Failure to Maintain a Qualified Infection Preventionist
Penalty
Summary
The facility failed to designate a consistent qualified individual onsite who was responsible for implementing programs and activities to prevent and control infections for one of 10 months, identified as April 2026. The facility’s Infection Control Plan, Program and Committee policy, last reviewed on 1/6/26, stated that the designated Infection Preventionist is responsible for oversight of the infection control program and serves as a consultant to staff on infectious diseases, resident room placement, isolation precautions, staff and resident exposures, and surveillance and epidemiological investigations. During interviews, Human Resource staff stated that the former Infection Preventionist resigned, with the last day of employment on 4/4/26. A Registered Nurse who took over the infection control program stated she assumed the role on 4/4/26, was also supervising the building, looked at records to see if any were reportable, and had not been able to fully do the work since starting, estimating about 12 hours per week.
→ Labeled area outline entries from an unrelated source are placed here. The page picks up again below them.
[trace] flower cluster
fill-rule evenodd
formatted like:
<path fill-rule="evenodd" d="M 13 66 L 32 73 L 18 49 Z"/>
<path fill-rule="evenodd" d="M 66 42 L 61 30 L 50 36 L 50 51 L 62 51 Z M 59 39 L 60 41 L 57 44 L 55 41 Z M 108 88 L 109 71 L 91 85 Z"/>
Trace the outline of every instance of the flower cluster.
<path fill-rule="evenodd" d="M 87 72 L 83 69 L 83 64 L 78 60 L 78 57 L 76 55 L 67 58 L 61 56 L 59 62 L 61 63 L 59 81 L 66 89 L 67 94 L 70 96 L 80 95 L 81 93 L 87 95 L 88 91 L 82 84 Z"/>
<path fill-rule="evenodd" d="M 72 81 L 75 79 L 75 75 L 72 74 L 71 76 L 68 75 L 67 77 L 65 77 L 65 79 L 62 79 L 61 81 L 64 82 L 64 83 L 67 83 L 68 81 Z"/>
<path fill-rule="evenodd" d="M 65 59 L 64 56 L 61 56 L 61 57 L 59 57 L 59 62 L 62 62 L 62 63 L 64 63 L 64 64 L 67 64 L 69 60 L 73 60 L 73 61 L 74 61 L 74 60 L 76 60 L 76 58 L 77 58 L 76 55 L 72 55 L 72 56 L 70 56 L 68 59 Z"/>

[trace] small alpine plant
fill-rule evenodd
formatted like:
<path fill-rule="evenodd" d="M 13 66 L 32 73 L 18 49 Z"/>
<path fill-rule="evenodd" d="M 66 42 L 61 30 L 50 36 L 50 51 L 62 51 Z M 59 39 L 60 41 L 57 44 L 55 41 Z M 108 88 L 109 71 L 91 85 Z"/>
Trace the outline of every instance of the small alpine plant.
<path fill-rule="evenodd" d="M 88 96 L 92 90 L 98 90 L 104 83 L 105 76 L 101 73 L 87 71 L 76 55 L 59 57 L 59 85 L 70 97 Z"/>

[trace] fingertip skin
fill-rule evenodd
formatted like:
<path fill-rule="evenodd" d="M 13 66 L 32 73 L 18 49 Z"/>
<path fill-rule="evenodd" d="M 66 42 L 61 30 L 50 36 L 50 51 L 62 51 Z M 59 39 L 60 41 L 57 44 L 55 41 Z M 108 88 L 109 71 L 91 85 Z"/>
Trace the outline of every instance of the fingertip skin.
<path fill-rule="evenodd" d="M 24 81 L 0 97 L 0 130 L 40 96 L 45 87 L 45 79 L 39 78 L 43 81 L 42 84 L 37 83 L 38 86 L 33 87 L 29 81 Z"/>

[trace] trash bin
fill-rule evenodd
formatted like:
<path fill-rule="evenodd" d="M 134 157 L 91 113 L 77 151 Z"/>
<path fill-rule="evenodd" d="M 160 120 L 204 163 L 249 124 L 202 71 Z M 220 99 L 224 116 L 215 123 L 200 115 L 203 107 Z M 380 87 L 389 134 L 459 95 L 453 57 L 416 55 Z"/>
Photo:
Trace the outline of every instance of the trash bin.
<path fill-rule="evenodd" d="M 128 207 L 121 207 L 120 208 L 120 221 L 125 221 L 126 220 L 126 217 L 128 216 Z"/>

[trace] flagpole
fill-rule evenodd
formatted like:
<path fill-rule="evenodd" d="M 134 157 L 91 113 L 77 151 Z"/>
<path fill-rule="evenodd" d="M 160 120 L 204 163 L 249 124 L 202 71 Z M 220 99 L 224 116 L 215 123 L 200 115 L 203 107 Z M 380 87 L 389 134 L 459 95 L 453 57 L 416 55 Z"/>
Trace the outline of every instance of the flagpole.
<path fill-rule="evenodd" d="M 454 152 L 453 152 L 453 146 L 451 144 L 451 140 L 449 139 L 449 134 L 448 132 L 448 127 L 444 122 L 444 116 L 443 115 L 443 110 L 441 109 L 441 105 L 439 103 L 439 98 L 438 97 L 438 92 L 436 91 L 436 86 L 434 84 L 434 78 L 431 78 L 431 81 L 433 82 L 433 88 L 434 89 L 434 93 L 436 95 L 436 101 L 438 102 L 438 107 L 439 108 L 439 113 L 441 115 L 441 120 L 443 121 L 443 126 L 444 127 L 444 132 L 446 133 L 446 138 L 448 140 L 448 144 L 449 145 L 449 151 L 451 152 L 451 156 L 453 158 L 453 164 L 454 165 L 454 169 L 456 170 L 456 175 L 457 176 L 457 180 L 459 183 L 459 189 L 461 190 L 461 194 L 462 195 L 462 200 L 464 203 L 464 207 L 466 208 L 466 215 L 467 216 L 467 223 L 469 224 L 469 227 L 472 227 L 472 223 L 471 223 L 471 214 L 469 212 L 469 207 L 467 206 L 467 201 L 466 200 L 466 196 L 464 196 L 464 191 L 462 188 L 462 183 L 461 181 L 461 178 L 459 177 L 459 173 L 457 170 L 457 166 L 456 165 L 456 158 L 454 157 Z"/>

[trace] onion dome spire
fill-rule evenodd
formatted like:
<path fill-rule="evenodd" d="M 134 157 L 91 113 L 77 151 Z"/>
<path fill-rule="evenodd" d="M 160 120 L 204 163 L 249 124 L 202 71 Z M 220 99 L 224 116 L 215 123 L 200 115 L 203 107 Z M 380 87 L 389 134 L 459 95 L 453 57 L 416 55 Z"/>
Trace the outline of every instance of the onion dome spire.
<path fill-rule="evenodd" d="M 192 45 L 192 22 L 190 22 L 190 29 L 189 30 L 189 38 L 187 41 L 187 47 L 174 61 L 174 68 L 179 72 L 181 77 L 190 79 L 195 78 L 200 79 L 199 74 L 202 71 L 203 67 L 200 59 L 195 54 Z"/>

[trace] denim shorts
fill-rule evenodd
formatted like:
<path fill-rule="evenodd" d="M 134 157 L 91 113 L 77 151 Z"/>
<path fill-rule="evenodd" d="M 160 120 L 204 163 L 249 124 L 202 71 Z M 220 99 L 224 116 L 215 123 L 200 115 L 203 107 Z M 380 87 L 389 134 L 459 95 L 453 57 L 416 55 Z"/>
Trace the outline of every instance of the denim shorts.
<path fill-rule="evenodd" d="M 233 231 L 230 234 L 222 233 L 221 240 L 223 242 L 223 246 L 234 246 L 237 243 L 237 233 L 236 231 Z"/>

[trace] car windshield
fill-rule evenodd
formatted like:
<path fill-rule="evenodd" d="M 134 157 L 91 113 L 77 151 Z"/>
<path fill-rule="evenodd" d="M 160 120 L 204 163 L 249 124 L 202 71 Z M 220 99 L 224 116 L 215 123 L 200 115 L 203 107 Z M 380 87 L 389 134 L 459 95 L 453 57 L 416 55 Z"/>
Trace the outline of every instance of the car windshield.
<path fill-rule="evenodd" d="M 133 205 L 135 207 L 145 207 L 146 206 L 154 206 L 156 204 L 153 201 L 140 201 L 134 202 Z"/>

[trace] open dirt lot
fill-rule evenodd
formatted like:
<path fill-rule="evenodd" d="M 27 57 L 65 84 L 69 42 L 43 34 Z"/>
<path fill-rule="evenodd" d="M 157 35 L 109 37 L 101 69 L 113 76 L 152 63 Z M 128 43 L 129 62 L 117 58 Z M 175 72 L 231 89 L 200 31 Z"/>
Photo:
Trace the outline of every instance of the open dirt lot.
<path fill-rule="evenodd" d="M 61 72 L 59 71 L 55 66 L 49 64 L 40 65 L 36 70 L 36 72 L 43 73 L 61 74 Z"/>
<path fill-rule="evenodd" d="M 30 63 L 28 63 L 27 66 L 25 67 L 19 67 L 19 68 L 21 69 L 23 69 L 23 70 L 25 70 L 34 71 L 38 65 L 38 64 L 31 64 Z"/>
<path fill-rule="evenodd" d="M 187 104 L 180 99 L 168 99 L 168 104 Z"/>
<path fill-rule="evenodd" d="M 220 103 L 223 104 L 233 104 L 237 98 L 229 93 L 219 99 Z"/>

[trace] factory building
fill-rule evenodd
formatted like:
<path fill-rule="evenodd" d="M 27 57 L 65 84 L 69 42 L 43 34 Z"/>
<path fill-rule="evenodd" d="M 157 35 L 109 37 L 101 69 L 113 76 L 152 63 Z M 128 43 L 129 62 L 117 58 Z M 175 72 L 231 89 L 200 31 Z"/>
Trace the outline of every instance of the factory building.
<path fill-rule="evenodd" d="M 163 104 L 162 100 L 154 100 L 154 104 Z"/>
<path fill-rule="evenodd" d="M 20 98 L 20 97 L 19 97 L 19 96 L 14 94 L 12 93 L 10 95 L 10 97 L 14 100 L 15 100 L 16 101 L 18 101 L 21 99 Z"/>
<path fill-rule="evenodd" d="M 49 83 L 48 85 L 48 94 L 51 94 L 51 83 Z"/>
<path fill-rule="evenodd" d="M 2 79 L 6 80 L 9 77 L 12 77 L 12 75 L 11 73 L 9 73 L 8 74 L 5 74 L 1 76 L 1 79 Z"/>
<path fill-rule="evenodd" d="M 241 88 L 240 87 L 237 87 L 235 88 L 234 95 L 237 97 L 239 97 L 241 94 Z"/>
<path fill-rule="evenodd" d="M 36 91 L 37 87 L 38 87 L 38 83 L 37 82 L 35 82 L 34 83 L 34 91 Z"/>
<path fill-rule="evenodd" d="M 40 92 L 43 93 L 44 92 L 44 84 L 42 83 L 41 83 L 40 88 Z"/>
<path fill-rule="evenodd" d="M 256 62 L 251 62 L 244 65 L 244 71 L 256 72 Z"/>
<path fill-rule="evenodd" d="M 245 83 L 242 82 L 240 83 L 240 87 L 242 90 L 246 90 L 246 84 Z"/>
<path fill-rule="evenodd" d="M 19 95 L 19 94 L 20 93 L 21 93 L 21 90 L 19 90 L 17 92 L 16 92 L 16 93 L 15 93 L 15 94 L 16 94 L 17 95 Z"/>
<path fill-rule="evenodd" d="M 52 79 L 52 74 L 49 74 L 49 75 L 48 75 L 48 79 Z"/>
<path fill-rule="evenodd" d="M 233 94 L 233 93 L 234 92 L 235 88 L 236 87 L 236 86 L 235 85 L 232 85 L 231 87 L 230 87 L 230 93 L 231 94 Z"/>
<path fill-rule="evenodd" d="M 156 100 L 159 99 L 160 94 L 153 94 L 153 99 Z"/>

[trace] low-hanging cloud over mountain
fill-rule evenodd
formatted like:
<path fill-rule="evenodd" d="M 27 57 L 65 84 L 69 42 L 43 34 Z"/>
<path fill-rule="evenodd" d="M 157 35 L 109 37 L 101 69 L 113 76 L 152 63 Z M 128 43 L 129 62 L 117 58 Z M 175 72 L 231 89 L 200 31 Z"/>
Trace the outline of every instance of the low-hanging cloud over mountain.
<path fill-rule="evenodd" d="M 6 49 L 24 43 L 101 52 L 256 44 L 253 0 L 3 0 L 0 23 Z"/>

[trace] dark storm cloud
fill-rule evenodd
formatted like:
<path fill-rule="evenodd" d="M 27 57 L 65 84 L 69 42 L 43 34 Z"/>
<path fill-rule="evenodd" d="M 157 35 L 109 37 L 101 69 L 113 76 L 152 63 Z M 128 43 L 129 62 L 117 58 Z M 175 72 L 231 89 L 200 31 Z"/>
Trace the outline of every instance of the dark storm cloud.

She also stated that her infection control training and certification had been completed long ago and she would need to find it. Review of the facility-provided certification courses showed training completed in 2022, but there was no certificate for completion of the Nursing Home Infection Preventionist Training Course. Nursing Home Administration confirmed the facility failed to designate a consistent qualified individual onsite responsible for infection prevention and control during that month.